The theater closed its doors in 1983 and became a shuttered remnant of the North End’s past, yet her legacy has continued through the stories told from one generation to another. Even for those of us who never stepped inside her doors, the NoMar’s heartbeat is tied to the rhythm of the community so it is no surprise that for years there have been attempts to bring her back to life. Revitalization of a long pushed aside neighborhood seems to rest in the bosom of that old theater. Each time an attempt has been made to place the NoMar on the historical registry or she is the center of a street art installation or new mural, or the hot topic of revitalization, the hope of the community becomes palpable. And each time these efforts end in disappointment, the neighborhood falls into silent frustration, the walls of mistrust reinforced. When it was recently announced that the NoMar was going up for auction, longtime activists of the community stepped forward to be her voice – to speak to her history, her significance, her legacy and her future entwined with the community. They would rally for her future and theirs, and hold tight to their aspirations for long overdue change.
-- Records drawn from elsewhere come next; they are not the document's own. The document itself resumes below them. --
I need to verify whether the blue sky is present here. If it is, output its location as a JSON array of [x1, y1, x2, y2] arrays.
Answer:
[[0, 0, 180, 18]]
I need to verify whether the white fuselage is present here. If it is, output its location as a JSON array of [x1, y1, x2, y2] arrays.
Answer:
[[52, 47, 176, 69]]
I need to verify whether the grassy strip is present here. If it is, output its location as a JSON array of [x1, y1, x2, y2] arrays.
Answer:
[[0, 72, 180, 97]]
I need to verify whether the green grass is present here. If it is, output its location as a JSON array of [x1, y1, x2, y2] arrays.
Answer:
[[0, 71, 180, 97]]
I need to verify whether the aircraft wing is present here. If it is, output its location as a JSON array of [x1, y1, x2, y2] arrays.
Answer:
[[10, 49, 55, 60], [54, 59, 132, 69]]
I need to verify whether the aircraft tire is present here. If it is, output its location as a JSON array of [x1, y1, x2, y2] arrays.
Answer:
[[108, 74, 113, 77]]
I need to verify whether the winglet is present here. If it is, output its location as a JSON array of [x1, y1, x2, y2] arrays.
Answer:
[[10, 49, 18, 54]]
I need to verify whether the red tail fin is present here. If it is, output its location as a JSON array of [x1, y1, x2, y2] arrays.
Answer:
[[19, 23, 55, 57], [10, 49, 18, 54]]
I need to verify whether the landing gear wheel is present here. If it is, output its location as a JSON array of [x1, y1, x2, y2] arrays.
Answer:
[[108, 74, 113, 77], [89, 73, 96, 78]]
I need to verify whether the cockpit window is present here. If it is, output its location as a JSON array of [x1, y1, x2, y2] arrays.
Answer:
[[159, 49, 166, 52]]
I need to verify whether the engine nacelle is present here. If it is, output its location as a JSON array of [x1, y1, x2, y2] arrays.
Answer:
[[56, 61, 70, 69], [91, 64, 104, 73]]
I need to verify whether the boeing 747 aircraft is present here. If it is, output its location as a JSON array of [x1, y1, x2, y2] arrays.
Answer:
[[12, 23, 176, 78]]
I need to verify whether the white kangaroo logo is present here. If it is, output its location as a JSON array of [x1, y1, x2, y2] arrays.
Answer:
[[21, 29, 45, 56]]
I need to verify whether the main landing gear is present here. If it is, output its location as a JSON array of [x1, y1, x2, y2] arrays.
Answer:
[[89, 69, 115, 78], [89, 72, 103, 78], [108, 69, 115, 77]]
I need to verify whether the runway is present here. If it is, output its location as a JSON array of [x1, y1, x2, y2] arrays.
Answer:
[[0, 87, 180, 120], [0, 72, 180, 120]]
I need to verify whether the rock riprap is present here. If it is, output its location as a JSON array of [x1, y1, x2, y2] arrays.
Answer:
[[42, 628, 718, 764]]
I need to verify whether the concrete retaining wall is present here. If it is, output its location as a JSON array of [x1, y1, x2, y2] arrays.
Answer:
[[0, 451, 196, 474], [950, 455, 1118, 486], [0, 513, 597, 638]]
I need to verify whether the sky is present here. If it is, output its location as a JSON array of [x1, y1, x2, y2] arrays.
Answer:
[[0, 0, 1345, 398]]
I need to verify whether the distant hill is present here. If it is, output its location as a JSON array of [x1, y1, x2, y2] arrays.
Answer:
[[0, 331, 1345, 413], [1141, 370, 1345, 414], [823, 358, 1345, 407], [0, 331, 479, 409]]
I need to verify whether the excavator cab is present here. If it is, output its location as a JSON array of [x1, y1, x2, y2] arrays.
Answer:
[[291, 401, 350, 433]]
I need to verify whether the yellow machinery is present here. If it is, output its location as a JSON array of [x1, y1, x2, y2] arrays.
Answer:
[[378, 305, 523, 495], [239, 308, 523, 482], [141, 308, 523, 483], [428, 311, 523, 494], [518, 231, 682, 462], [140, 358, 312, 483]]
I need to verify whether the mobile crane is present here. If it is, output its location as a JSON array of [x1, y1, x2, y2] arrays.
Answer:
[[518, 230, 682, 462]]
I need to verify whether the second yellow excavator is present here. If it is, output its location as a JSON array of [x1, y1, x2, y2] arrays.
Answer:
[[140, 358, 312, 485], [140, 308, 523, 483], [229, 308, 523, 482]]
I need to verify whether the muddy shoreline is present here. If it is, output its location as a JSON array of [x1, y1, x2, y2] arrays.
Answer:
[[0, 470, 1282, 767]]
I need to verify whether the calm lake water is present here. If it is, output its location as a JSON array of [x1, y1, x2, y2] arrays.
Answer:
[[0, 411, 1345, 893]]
On April 9, 2021, current and former residents of the North End anxiously awaited results of the auction of the NoMar Theater. Other than providing extra storage space for Basham Furniture Rental and a home for pigeons and various rodents, the only growth over the years of this prestigious theater has been black mold and dampness behind its locked doors. Would this finally be the moment? When the announcement came that the NoMar Theater was purchased by Gene and Yolanda Camarena and would be donated to the newly established nonprofit, Empower Evergreen, with the goal of preservation and revitalization of this historical landmark, my eyes brimmed with tears. I imagined a great exhale throughout the neighborhood – a collective breath from the generations of North Enders and the theater itself – a collective breath held for decades in anticipation of a tragic swan song. Now, rebirth.

Today, during a visit with my parents who still live in the North End, we made a stop at the theater after visiting the recently unveiled Jackie Robinson statue in McAdams Park. I wanted to capture her in this moment, sitting on the precipice of truly becoming the anchor institution of this community. I wanted to stand beside her and listen to an energized heartbeat within my childhood neighborhood that despite all odds has kept its rhythm of hope. The North End deserves to be recognized for the richness of its community, its long history of hard work and perseverance, its entrepreneurial spirit, its love of familia, and its pride. For me, the North End is and always will be a large piece in my life mosaic. Along with so many others, we will push our doubts aside and move forward that this time things will be different. This time, the people of the North End will not be disappointed. This time, the community will bear witness to great change and harmony alongside its longtime and most recognizable resident, the NoMar Theater. The NoMar Theater carries the ghosts of our past, but also the hopes of our future. The road ahead will be long, and it will take a community effort to see it come to fruition, but I know one day the North End will become a destination place and a thriving piece of the Wichita puzzle without losing its culture, its people, or its history. Those who believe in everything the North End has to offer and who have never wavered in their love of neighborhood deserve this victory and so much more. The NoMar Theater has patiently waited to rise once again and this time the dream will not be deferred for another generation – the time will be now.